If you wish to run CpelTdm on a cluster, we recommend you store the previous code into a file, say cpeltdm_unmatched_call.jl. Then, in the submission script you can execute the content of this file using the command julia -p 10 cpeltdm_unmatched_call.jl, which will execute the code providing CpelTdm with 10 CPUs to perform the analysis.

Matched group comparison

In order to perform an matched group comparison we need to follow the same steps as in the unmatched group comparison as far as the paths go. In this case, however, CpelTdm assumes that the i-th sample in bams1 matches that of bams2. Finally, we call function cpel_tdm setting the optional argument matched equal to true, since in this case we wish to perform a matched group comparison. In addition, here we assume that we are using paired end sequencing data, hence we set pe=true.

# Load dependencies
using Distributed
@everywhere using CpelTdm

# Set paths
dir_name = "/path/to/data/"
fa = "$(dir_name)/fasta/reference.fa"
bed = "$(dir_name)/bed/regions_of_interest.bed"
bams1 = "$(dir_name)/bam/".*["g1_s1.bam","g1_s2.bam","g1_s3.bam","g1_s4.bam","g1_s5.bam"]
bams2 = "$(dir_name)/bam/".*["g2_s1.bam","g2_s2.bam","g2_s3.bam","g2_s4.bam","g2_s5.bam"]

# Output paths
prefix = "cpeltdm"
outdir = "$(dir_name)/cpeltdm-matched/"

# Run matched analysis
cpel_tdm(bams1,bams2,bed,fa,outdir,prefix;pe=true,matched=true)

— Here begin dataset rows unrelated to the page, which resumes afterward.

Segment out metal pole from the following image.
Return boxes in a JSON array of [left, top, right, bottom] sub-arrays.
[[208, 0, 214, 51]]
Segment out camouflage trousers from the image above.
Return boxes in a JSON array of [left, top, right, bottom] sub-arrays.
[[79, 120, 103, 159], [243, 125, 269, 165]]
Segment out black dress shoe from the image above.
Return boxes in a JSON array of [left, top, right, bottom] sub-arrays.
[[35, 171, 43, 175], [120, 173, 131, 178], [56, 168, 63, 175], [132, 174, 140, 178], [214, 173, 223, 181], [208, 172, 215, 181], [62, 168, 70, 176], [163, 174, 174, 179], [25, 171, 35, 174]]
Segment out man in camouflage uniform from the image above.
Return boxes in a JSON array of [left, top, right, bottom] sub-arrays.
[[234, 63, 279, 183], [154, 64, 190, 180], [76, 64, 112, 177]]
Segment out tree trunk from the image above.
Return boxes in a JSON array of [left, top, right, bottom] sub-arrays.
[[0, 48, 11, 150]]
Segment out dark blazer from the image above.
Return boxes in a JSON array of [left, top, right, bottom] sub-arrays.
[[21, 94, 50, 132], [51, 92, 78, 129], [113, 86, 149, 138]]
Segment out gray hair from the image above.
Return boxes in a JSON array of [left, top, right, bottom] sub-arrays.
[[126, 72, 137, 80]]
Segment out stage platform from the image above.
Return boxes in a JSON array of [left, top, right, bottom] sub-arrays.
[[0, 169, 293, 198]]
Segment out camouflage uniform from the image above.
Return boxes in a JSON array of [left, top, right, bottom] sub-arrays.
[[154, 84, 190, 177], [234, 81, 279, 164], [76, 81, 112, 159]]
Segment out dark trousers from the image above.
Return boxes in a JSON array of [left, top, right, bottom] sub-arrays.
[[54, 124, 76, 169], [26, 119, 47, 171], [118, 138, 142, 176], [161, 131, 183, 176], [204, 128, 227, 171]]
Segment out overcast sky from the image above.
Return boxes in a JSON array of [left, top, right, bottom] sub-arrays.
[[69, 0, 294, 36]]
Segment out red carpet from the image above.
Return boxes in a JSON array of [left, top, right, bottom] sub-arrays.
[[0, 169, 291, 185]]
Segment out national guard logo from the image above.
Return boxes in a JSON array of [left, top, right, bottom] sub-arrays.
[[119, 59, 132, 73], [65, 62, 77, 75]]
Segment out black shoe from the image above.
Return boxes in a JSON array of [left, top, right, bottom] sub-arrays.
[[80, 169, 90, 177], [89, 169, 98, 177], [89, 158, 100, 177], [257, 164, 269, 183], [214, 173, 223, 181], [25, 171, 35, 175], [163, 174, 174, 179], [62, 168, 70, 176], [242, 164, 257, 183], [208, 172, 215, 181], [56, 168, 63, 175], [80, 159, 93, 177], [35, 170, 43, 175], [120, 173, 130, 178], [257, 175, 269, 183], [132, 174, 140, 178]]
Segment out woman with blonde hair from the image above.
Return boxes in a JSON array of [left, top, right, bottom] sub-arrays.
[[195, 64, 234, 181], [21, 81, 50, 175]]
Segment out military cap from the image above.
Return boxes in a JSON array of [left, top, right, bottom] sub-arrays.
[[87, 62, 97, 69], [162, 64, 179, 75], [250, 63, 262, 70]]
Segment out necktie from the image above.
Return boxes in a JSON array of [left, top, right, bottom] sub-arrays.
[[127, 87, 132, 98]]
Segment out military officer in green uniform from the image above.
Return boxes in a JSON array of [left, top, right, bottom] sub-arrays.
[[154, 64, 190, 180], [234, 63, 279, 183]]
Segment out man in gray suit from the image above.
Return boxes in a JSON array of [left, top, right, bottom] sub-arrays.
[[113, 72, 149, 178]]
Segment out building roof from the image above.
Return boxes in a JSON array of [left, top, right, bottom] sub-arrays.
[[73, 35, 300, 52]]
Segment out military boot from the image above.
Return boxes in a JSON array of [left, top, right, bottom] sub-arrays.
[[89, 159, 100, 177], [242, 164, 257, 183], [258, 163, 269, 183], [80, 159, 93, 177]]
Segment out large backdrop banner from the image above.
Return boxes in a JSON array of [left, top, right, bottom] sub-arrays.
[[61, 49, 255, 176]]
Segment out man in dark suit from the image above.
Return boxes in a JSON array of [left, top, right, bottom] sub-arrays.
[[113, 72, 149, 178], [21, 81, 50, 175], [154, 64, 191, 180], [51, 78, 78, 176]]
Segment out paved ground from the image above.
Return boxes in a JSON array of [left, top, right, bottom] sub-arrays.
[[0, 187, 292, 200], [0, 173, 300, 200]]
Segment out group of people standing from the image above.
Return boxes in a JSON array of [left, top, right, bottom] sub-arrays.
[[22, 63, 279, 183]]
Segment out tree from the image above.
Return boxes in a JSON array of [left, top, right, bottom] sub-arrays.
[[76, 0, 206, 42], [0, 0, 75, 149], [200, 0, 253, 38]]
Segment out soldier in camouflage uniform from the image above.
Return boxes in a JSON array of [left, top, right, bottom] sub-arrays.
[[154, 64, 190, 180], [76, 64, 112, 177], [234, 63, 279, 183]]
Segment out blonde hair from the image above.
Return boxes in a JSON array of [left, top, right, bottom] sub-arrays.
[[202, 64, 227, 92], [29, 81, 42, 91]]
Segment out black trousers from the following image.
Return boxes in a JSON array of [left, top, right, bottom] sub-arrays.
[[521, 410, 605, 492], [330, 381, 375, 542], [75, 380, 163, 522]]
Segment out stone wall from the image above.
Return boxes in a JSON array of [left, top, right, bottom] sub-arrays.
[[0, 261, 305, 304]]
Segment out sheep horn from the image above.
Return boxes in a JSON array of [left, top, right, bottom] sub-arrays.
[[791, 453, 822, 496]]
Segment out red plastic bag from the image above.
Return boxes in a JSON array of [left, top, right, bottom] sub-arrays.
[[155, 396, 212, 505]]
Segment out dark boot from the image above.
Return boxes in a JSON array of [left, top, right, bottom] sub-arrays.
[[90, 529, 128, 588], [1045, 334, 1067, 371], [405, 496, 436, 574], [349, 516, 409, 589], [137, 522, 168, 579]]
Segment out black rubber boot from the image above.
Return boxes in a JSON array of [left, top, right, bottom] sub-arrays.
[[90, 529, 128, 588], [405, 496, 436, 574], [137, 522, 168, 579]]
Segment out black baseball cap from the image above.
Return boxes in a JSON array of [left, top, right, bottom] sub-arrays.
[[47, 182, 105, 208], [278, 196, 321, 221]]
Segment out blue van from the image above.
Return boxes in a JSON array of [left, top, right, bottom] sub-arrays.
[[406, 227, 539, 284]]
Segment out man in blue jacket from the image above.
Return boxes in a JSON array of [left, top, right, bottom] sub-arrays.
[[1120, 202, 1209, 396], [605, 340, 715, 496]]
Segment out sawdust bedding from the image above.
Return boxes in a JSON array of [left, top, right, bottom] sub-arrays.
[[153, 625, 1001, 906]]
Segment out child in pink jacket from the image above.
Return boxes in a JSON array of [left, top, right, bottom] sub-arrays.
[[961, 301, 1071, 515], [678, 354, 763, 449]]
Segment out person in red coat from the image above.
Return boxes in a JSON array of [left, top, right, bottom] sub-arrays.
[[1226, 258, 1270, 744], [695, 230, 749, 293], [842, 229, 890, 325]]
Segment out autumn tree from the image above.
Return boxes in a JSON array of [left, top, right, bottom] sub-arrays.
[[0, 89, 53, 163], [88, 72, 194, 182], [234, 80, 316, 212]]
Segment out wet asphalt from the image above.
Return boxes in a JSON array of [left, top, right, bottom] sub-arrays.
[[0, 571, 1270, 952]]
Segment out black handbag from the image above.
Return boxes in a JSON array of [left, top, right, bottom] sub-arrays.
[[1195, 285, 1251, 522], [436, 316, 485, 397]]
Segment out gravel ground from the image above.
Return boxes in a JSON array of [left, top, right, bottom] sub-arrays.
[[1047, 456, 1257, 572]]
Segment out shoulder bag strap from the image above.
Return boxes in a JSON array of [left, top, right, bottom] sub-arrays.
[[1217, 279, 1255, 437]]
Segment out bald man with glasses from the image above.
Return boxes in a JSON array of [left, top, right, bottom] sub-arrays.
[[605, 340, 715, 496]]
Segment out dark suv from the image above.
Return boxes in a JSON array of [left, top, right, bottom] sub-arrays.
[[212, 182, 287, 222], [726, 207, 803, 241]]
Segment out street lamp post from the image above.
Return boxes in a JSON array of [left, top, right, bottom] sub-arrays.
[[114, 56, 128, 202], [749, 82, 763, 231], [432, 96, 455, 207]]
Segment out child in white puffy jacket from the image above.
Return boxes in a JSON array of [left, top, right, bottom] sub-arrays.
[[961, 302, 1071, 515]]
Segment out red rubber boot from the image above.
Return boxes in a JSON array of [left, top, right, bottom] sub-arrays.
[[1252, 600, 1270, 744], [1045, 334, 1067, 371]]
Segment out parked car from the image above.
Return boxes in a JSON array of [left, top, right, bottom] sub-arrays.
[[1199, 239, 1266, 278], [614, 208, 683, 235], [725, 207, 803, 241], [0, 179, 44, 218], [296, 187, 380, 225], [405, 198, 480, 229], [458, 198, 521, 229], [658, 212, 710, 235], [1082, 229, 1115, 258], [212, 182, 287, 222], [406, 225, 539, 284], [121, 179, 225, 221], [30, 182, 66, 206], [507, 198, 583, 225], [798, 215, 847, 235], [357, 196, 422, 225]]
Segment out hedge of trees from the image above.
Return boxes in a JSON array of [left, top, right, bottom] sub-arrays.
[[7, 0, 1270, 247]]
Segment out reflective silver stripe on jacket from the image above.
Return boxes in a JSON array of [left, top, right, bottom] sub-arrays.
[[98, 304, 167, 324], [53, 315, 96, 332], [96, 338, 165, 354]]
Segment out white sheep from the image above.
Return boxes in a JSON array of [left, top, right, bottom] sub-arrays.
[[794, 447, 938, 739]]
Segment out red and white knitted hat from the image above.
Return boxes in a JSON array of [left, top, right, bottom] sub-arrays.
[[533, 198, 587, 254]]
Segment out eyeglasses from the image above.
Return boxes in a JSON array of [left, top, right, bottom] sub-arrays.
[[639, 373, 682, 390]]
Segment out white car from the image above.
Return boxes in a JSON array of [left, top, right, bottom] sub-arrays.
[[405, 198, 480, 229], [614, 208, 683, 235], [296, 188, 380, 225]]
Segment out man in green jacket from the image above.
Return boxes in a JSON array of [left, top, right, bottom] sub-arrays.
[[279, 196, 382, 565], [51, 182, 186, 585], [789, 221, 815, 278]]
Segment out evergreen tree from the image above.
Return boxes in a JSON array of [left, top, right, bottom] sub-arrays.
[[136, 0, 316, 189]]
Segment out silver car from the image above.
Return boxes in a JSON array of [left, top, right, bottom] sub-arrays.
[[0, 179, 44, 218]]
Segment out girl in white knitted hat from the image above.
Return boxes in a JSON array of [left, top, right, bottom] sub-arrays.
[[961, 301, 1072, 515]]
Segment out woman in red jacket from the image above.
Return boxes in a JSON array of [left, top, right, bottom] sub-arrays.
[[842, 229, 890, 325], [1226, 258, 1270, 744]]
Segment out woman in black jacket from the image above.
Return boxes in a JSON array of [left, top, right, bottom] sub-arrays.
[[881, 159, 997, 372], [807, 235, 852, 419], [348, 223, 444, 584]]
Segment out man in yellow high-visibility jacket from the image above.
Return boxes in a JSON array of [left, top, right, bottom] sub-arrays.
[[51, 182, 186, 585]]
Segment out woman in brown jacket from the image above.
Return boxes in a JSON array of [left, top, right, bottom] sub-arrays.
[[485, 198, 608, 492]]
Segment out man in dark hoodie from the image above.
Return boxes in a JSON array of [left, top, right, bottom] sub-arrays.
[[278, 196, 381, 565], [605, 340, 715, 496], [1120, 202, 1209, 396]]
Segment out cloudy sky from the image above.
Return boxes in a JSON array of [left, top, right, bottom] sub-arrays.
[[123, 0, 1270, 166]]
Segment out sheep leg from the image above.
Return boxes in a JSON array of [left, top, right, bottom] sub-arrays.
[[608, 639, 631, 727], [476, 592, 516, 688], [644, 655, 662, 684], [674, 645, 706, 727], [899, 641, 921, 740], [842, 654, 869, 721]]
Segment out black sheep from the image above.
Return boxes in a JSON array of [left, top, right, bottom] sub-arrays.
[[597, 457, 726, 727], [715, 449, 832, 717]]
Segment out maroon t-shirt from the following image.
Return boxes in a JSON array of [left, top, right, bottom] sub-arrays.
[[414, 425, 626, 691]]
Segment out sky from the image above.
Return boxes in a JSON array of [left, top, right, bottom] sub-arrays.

Similar to the unmatched case, if you wish to run CpelTdm on a cluster, we recommend you store the previous code into a file, say cpeltdm_matched_call.jl. Then, in the submission script you can execute the content of this file using the command julia -p 10 cpeltdm_matched_call.jl, which will execute the code providing CpelTdm with 10 CPUs to perform the analysis.